McRae is pretty clearly a manager who is not only doesn't understand modern day offense, but has a great deal of difficulty understanding how to manage a pitching staff.  But the cardinal sin he's guilty of is not knowing what his players can do.  It's as if he's not really watching the game.  Unless he's a heck of a defensive coach, there're not many positives here.  So the sooner that Alvarez and Wilson get traded, the better.

Bring out your dead

Speaking of which, there are a couple of teams that would make fine trading partners with the D-Rays.  The White Sox could use some quality starting pitching and the D-Rays could use some quality young positional players like Joe Crede, Tim Hummell, Joe Borchard or even Carlos Lee.  The Blue Jays could also use some starting depth and could trade either Orlando Hudson or Jayson Werth, neither of whom have a clear position with the Jays.  Cleveland is another nice match as they need some starting depth and could offer Earl Snyder.

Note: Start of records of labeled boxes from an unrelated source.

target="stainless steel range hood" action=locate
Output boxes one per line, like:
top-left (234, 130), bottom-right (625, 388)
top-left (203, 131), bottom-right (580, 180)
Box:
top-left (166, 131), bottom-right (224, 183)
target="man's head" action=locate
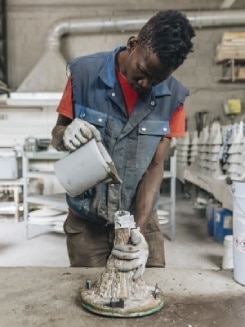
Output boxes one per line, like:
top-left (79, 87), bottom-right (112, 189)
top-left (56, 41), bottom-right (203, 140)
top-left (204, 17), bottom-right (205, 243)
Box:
top-left (120, 10), bottom-right (195, 93)
top-left (138, 10), bottom-right (195, 71)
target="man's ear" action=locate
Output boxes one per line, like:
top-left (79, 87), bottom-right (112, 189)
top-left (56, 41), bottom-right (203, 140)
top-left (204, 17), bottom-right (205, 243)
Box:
top-left (127, 36), bottom-right (138, 50)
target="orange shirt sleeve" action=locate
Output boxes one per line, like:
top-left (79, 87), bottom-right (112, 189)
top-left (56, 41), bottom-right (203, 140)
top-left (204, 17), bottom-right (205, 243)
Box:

In the NL, the D-backs could use another quality starter, as could the Giants, but neither has much to offer from the farm.  The Expos have been wheeling and dealing this year, so maybe they'd be willing to part with Peter Bergeron or Matt Cepicky or Ron Callaway.  Philadelphia could use another starter and have Jason Michaels, who probably doesn't figure in their long term plans.  If the Phills have decided that this year is lost, they could deal Rolen for Wilson, pare payroll, and make room for Travis Chapman, who is currently demolishing AA pitching.

And then there are the long shots who may take a flyer on a good pitcher making a little more than a million a year (Wilson).  Seattle, St. Louis, Milwaukee, Colorado (for Jack Cust?) and Houston could all benefit from a deal with Tampa Bay.  But before the D-Rays start stockpiling talent, they first need to decide that they want a manager who understands the talent he's working with.  Buck Showalter, who rebuilt the Yanks and built the D-backs, sure looks like a good fit in Tampa now.